It wasn’t the right thing to talk about, when you were meeting your young man, even if he was from the Garda Siobhana and was going to arrest you for being a poisoner, but what could she do? Kevin had started it, on about his grampa he couldn’t be bothered to come and see.

‘Last time I went – when I waited for you – I talked to him.’

‘About being arrested?’

Kevin seemed surprised at that and stared at her. ‘Arrested? Who’s been arrested?’

‘Nobody.’

‘No, nothing about anybody getting arrested. He talked about going.’

‘Going?’ Magda said dully.

She knew it all along. This was his warning, maybe, to tell her she was under suspicion, like on late night television where somebody knew somebody was going to rob a bank and they started up with the music thumping away and the guns came out and you knew the girl wasn’t going to get away with it and her boyfriend was going to get shot.

‘They keep wondering who it is who’s asked to go.’

Perhaps it wasn’t her after all, this going? Magda was lost. She kept her eyes on her tea now, wanting to be out of this. It wasn’t at all pretty or romantic or interesting, just frightening, with Kevin of the police here wanting to know things she shouldn’t even be talking about.

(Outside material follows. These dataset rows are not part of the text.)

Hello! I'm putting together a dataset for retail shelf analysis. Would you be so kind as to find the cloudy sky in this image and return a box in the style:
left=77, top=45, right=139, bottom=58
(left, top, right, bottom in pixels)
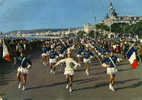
left=0, top=0, right=142, bottom=32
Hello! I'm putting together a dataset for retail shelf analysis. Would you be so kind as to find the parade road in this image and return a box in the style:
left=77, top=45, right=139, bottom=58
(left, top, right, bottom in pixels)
left=0, top=50, right=142, bottom=100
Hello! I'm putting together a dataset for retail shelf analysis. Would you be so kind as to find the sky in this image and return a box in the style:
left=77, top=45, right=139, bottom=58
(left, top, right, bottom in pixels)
left=0, top=0, right=142, bottom=32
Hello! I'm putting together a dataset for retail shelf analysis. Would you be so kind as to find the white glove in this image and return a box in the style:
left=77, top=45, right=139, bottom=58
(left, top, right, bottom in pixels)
left=27, top=65, right=31, bottom=69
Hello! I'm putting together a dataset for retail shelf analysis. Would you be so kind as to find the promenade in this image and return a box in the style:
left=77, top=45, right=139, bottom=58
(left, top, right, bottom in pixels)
left=0, top=50, right=142, bottom=100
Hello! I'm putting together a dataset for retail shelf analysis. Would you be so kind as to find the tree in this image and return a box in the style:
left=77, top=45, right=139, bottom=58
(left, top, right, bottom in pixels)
left=77, top=31, right=86, bottom=37
left=96, top=24, right=109, bottom=31
left=88, top=30, right=95, bottom=38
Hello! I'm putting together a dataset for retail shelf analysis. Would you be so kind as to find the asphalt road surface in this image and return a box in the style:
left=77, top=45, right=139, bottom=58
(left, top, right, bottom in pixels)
left=0, top=50, right=142, bottom=100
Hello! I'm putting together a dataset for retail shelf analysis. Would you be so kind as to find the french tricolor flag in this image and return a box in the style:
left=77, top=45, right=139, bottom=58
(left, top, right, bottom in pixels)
left=1, top=38, right=10, bottom=61
left=127, top=46, right=138, bottom=69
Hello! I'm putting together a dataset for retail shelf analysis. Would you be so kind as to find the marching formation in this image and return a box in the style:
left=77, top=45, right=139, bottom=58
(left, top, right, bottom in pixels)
left=2, top=38, right=141, bottom=92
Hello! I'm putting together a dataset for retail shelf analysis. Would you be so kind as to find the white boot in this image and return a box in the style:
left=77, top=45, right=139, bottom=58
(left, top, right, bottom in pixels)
left=69, top=86, right=72, bottom=93
left=109, top=84, right=115, bottom=92
left=50, top=69, right=53, bottom=73
left=85, top=69, right=89, bottom=76
left=22, top=85, right=26, bottom=91
left=66, top=84, right=69, bottom=89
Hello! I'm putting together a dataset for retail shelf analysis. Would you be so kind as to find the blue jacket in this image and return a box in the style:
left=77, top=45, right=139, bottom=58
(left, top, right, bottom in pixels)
left=17, top=56, right=32, bottom=68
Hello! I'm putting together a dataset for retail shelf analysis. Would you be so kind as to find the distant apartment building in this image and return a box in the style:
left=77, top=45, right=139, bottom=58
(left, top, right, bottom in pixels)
left=99, top=3, right=142, bottom=26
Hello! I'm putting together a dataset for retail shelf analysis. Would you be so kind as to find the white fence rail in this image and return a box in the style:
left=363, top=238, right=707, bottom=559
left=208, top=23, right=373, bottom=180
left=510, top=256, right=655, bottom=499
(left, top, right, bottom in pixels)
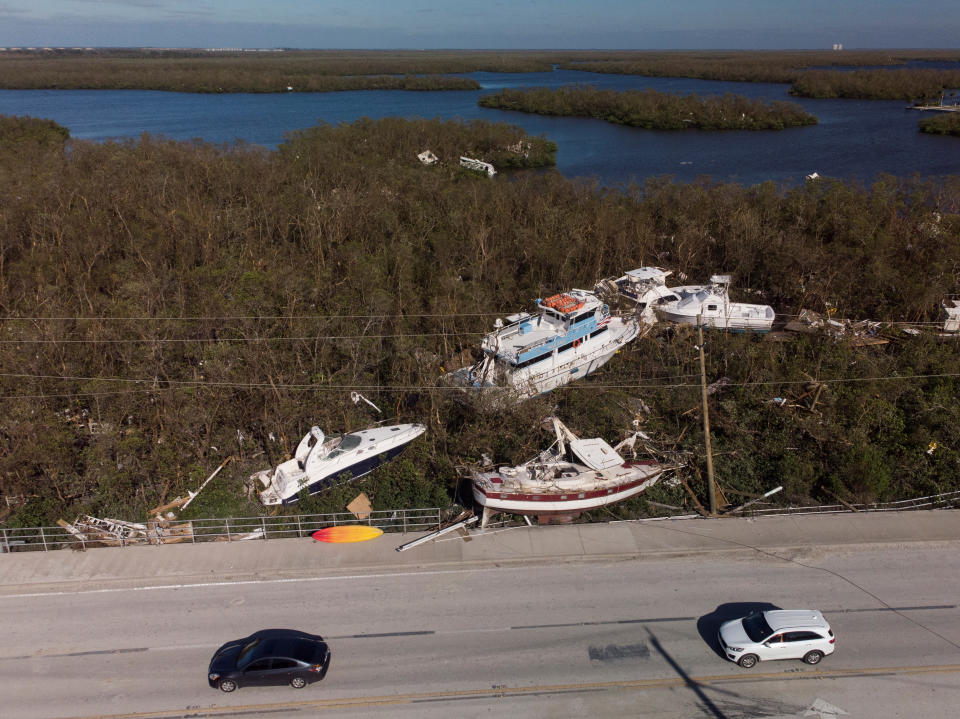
left=0, top=507, right=441, bottom=553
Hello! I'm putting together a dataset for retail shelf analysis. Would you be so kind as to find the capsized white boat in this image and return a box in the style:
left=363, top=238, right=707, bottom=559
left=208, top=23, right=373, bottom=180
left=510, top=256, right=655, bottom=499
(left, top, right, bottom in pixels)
left=446, top=289, right=639, bottom=399
left=471, top=417, right=671, bottom=526
left=942, top=298, right=960, bottom=333
left=654, top=275, right=776, bottom=332
left=250, top=424, right=427, bottom=505
left=602, top=267, right=696, bottom=325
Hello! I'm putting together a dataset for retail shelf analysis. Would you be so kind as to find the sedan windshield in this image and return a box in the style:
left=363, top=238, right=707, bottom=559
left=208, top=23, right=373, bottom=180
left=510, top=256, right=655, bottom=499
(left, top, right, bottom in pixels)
left=237, top=639, right=263, bottom=669
left=743, top=612, right=773, bottom=642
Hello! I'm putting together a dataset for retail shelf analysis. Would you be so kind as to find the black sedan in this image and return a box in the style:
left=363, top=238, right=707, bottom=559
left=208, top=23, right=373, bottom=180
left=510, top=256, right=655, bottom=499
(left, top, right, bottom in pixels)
left=207, top=629, right=330, bottom=692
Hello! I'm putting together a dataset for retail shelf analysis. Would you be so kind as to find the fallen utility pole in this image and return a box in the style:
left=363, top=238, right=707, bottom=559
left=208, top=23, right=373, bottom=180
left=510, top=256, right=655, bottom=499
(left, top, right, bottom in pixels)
left=697, top=322, right=717, bottom=516
left=397, top=516, right=479, bottom=552
left=726, top=485, right=783, bottom=514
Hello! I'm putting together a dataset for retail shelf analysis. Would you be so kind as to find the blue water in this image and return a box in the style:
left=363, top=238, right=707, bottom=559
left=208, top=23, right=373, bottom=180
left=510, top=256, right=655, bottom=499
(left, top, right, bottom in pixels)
left=0, top=70, right=960, bottom=187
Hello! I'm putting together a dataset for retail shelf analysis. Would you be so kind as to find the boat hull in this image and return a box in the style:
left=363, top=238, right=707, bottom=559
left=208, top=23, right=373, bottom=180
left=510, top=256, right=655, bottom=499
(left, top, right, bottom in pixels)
left=656, top=308, right=773, bottom=333
left=472, top=471, right=661, bottom=517
left=251, top=424, right=426, bottom=506
left=447, top=318, right=640, bottom=401
left=280, top=442, right=409, bottom=505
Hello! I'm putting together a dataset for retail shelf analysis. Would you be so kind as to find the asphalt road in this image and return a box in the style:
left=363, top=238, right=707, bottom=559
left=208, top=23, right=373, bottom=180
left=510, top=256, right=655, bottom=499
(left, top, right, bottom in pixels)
left=0, top=545, right=960, bottom=719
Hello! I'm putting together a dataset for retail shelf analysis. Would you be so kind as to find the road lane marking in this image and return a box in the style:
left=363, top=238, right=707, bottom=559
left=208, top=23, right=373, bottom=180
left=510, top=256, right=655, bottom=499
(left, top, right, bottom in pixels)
left=54, top=664, right=960, bottom=719
left=0, top=567, right=502, bottom=599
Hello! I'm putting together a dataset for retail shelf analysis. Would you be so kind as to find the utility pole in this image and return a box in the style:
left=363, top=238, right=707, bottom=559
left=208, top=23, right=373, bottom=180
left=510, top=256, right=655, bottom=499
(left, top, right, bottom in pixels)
left=697, top=322, right=717, bottom=516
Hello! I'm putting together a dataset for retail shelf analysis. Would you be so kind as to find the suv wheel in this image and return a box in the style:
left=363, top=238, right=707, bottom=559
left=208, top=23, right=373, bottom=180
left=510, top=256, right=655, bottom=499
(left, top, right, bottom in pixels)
left=803, top=649, right=823, bottom=664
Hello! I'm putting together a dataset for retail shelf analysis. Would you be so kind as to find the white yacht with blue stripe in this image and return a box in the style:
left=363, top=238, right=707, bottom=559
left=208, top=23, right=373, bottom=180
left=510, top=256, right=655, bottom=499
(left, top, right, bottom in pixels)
left=449, top=289, right=639, bottom=399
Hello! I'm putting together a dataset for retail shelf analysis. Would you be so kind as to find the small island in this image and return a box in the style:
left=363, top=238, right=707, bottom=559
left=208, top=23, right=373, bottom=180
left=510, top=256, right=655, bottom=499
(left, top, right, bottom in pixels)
left=919, top=108, right=960, bottom=137
left=479, top=86, right=817, bottom=130
left=790, top=68, right=960, bottom=102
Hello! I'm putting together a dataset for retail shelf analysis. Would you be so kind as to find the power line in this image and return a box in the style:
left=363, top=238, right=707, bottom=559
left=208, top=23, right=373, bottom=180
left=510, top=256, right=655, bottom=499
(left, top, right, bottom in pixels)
left=0, top=373, right=960, bottom=400
left=0, top=331, right=487, bottom=345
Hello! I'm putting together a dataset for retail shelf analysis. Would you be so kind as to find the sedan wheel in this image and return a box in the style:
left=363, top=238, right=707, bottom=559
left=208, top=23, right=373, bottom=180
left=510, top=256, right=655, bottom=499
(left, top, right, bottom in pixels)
left=803, top=649, right=823, bottom=664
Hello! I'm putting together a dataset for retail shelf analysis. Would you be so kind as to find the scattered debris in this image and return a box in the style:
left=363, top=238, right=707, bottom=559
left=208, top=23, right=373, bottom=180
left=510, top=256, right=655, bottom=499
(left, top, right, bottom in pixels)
left=149, top=458, right=233, bottom=520
left=350, top=392, right=383, bottom=414
left=347, top=492, right=373, bottom=520
left=417, top=150, right=440, bottom=167
left=785, top=308, right=890, bottom=347
left=460, top=157, right=497, bottom=177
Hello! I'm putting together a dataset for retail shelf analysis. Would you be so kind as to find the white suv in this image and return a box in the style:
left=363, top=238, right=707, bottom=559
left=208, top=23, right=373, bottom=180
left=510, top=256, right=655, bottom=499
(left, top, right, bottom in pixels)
left=720, top=609, right=836, bottom=669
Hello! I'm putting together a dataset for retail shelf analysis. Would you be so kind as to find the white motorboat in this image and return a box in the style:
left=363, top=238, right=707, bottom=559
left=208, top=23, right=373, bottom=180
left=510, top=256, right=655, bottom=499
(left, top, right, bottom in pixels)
left=471, top=417, right=667, bottom=526
left=447, top=289, right=639, bottom=399
left=654, top=275, right=776, bottom=332
left=250, top=424, right=427, bottom=505
left=603, top=267, right=692, bottom=325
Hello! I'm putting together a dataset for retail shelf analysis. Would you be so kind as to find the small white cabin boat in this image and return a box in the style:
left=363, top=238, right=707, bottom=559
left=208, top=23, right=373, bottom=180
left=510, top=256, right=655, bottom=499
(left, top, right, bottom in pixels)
left=943, top=299, right=960, bottom=334
left=605, top=267, right=708, bottom=325
left=654, top=275, right=776, bottom=332
left=471, top=417, right=665, bottom=526
left=250, top=424, right=427, bottom=505
left=446, top=290, right=639, bottom=399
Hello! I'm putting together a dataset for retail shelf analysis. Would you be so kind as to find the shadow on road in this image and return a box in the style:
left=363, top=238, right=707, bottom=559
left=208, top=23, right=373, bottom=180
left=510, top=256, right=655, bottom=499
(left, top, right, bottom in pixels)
left=697, top=602, right=780, bottom=659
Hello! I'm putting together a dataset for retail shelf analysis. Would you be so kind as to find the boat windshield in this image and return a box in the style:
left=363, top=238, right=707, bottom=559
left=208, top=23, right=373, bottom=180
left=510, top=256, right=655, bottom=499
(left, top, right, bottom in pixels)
left=743, top=612, right=773, bottom=642
left=327, top=434, right=363, bottom=459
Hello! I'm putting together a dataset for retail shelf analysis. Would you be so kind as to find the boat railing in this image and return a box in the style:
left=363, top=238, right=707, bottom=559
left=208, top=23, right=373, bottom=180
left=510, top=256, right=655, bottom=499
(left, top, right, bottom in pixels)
left=0, top=507, right=444, bottom=554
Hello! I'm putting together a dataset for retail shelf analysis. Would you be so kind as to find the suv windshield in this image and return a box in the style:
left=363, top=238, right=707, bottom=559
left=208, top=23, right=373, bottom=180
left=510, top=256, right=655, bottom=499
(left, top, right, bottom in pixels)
left=743, top=612, right=773, bottom=642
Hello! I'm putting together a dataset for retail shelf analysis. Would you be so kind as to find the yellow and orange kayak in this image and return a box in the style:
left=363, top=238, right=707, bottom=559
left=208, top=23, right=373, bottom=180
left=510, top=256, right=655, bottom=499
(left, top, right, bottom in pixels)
left=310, top=524, right=383, bottom=544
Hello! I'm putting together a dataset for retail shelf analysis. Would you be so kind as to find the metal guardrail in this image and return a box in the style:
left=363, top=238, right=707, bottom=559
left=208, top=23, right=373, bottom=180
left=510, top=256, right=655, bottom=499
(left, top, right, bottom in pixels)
left=0, top=507, right=442, bottom=553
left=740, top=490, right=960, bottom=517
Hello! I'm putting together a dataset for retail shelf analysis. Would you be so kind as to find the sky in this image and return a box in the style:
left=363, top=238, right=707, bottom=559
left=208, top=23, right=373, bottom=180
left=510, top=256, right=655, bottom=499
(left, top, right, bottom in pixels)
left=0, top=0, right=960, bottom=50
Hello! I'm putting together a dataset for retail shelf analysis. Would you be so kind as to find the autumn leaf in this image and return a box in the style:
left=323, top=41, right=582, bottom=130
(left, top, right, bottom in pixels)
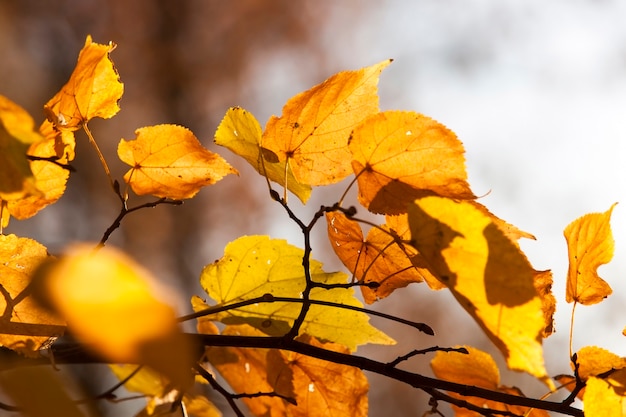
left=44, top=36, right=124, bottom=131
left=215, top=107, right=311, bottom=204
left=326, top=212, right=445, bottom=304
left=0, top=235, right=65, bottom=357
left=261, top=60, right=391, bottom=185
left=0, top=96, right=44, bottom=201
left=117, top=125, right=237, bottom=200
left=349, top=111, right=475, bottom=214
left=199, top=325, right=369, bottom=417
left=200, top=236, right=394, bottom=350
left=430, top=346, right=548, bottom=417
left=564, top=203, right=617, bottom=305
left=409, top=196, right=553, bottom=387
left=33, top=244, right=191, bottom=386
left=109, top=365, right=222, bottom=417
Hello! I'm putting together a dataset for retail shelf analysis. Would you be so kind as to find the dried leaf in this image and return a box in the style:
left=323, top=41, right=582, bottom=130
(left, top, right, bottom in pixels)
left=349, top=111, right=475, bottom=214
left=117, top=125, right=237, bottom=200
left=0, top=235, right=65, bottom=357
left=430, top=346, right=548, bottom=417
left=215, top=107, right=311, bottom=204
left=261, top=60, right=391, bottom=185
left=44, top=36, right=124, bottom=131
left=409, top=196, right=553, bottom=387
left=564, top=203, right=617, bottom=305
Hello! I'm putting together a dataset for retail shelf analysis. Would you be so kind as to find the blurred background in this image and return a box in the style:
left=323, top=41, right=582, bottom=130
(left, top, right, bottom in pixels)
left=0, top=0, right=626, bottom=416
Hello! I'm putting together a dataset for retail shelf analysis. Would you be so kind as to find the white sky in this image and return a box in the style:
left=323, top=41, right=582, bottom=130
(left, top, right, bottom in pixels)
left=243, top=0, right=626, bottom=371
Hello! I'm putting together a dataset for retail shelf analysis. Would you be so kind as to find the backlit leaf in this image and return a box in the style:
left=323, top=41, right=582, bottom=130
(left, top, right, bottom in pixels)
left=0, top=96, right=43, bottom=201
left=409, top=196, right=552, bottom=386
left=44, top=36, right=124, bottom=131
left=430, top=346, right=548, bottom=417
left=0, top=235, right=65, bottom=356
left=261, top=60, right=391, bottom=185
left=564, top=203, right=617, bottom=305
left=33, top=244, right=191, bottom=386
left=326, top=212, right=445, bottom=304
left=215, top=107, right=311, bottom=203
left=117, top=125, right=237, bottom=200
left=200, top=236, right=393, bottom=350
left=349, top=111, right=475, bottom=214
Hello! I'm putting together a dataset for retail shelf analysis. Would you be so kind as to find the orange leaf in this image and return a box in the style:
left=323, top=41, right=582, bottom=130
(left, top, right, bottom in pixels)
left=564, top=203, right=617, bottom=305
left=430, top=346, right=548, bottom=417
left=326, top=212, right=444, bottom=304
left=261, top=60, right=391, bottom=185
left=409, top=196, right=553, bottom=387
left=117, top=125, right=237, bottom=200
left=0, top=235, right=65, bottom=356
left=349, top=111, right=475, bottom=214
left=44, top=36, right=124, bottom=131
left=33, top=244, right=191, bottom=387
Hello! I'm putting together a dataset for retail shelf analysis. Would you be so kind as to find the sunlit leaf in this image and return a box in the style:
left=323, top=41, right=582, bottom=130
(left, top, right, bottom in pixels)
left=117, top=125, right=237, bottom=200
left=0, top=235, right=65, bottom=356
left=200, top=325, right=369, bottom=417
left=349, top=111, right=475, bottom=214
left=200, top=236, right=393, bottom=350
left=109, top=365, right=222, bottom=417
left=33, top=244, right=191, bottom=384
left=564, top=203, right=617, bottom=305
left=261, top=60, right=391, bottom=185
left=326, top=212, right=438, bottom=304
left=583, top=369, right=626, bottom=417
left=215, top=107, right=311, bottom=203
left=44, top=36, right=124, bottom=131
left=409, top=196, right=552, bottom=387
left=430, top=346, right=548, bottom=417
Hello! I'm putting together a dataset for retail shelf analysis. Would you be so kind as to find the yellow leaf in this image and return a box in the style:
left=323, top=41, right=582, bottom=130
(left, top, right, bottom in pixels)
left=583, top=369, right=626, bottom=417
left=261, top=60, right=391, bottom=185
left=430, top=346, right=548, bottom=417
left=326, top=212, right=445, bottom=304
left=0, top=235, right=65, bottom=356
left=33, top=244, right=191, bottom=385
left=44, top=36, right=124, bottom=131
left=215, top=107, right=311, bottom=203
left=268, top=336, right=369, bottom=417
left=117, top=125, right=237, bottom=200
left=349, top=111, right=475, bottom=214
left=0, top=96, right=43, bottom=201
left=576, top=346, right=626, bottom=381
left=409, top=196, right=553, bottom=387
left=200, top=236, right=394, bottom=350
left=564, top=203, right=617, bottom=305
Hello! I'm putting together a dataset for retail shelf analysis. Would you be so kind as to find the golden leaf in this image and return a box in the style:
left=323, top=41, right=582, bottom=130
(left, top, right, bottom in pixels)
left=564, top=203, right=617, bottom=305
left=261, top=60, right=391, bottom=185
left=44, top=36, right=124, bottom=131
left=33, top=244, right=191, bottom=386
left=409, top=196, right=553, bottom=387
left=117, top=125, right=237, bottom=200
left=430, top=346, right=548, bottom=417
left=215, top=107, right=311, bottom=203
left=349, top=111, right=475, bottom=214
left=326, top=212, right=438, bottom=304
left=0, top=235, right=65, bottom=357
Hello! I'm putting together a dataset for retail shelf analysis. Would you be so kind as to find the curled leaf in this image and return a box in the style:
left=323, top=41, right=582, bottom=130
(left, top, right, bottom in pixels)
left=44, top=36, right=124, bottom=131
left=563, top=203, right=617, bottom=305
left=117, top=125, right=237, bottom=200
left=349, top=111, right=475, bottom=214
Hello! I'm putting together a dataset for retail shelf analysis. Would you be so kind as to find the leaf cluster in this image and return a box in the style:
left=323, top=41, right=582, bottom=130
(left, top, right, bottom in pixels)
left=0, top=37, right=626, bottom=416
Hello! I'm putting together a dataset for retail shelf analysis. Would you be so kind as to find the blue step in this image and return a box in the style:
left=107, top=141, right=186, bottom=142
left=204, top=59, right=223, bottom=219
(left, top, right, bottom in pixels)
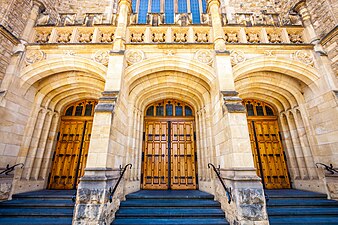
left=0, top=190, right=75, bottom=225
left=112, top=190, right=229, bottom=225
left=121, top=199, right=221, bottom=207
left=265, top=189, right=338, bottom=225
left=112, top=218, right=229, bottom=225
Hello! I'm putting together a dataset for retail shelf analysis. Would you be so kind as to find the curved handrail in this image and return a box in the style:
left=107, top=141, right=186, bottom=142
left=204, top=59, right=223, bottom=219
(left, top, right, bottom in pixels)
left=0, top=163, right=24, bottom=175
left=109, top=163, right=133, bottom=203
left=208, top=163, right=232, bottom=204
left=316, top=163, right=338, bottom=174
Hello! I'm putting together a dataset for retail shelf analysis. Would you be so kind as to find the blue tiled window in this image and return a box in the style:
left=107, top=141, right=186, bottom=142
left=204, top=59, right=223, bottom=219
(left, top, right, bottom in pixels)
left=202, top=0, right=207, bottom=13
left=138, top=0, right=148, bottom=24
left=177, top=0, right=188, bottom=13
left=151, top=0, right=161, bottom=13
left=165, top=0, right=174, bottom=24
left=190, top=0, right=203, bottom=23
left=131, top=0, right=137, bottom=13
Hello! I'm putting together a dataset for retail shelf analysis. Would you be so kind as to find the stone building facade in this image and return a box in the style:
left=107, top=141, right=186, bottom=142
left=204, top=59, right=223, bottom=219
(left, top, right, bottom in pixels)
left=0, top=0, right=338, bottom=224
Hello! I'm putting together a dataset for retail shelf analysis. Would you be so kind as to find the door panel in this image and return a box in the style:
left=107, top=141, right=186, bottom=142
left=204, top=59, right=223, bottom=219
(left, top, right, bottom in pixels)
left=143, top=120, right=196, bottom=190
left=171, top=121, right=196, bottom=189
left=248, top=119, right=290, bottom=189
left=143, top=121, right=168, bottom=189
left=49, top=120, right=92, bottom=189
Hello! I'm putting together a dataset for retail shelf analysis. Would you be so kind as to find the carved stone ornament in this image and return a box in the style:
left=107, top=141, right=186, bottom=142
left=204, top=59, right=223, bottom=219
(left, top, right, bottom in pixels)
left=25, top=50, right=46, bottom=65
left=195, top=50, right=214, bottom=65
left=230, top=50, right=246, bottom=65
left=126, top=50, right=144, bottom=65
left=293, top=50, right=313, bottom=66
left=92, top=50, right=109, bottom=66
left=63, top=50, right=76, bottom=56
left=36, top=32, right=50, bottom=44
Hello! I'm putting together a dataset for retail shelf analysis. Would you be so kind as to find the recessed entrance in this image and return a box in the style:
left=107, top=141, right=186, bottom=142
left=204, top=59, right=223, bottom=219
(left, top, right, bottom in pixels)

‘I want your help, Magda.’

‘Help? Of course. I’ll try.’

‘Thanks. I knew I could depend on you.’

She nearly screamed out in excitement, ‘You
did
?’ but managed to keep quiet. ‘Well, if I can,’ she finished lamely.

‘It’s Grampa. He says somebody’s stealing medicines.’

‘They’re what?’ She felt her cheeks prickle and knew she’d gone ashen. Kevin was staring at her.

‘Somebody is taking the medicines they give to the old folk. They all talk about it. Grampa told me about it. The old folk are all scared.’

‘Scared of what?’

‘Of being poisoned. By whoever’s taking the medicines.’

‘Who is?’

‘They don’t know. Grampa said it was from one or two of
the older people. Never the same twice, but the medicines and tablets keep on going.’

‘How do they know?’

This was horrible news, crucial, definitely the major risk she had to avoid. Clearly a warning from her patron saint, who was St Mary Magdalene and who had engineered this meeting with her young man to give her the warning that the Gardai were on her tail. Maybe they were sent from the Dail Eireann to spy on her?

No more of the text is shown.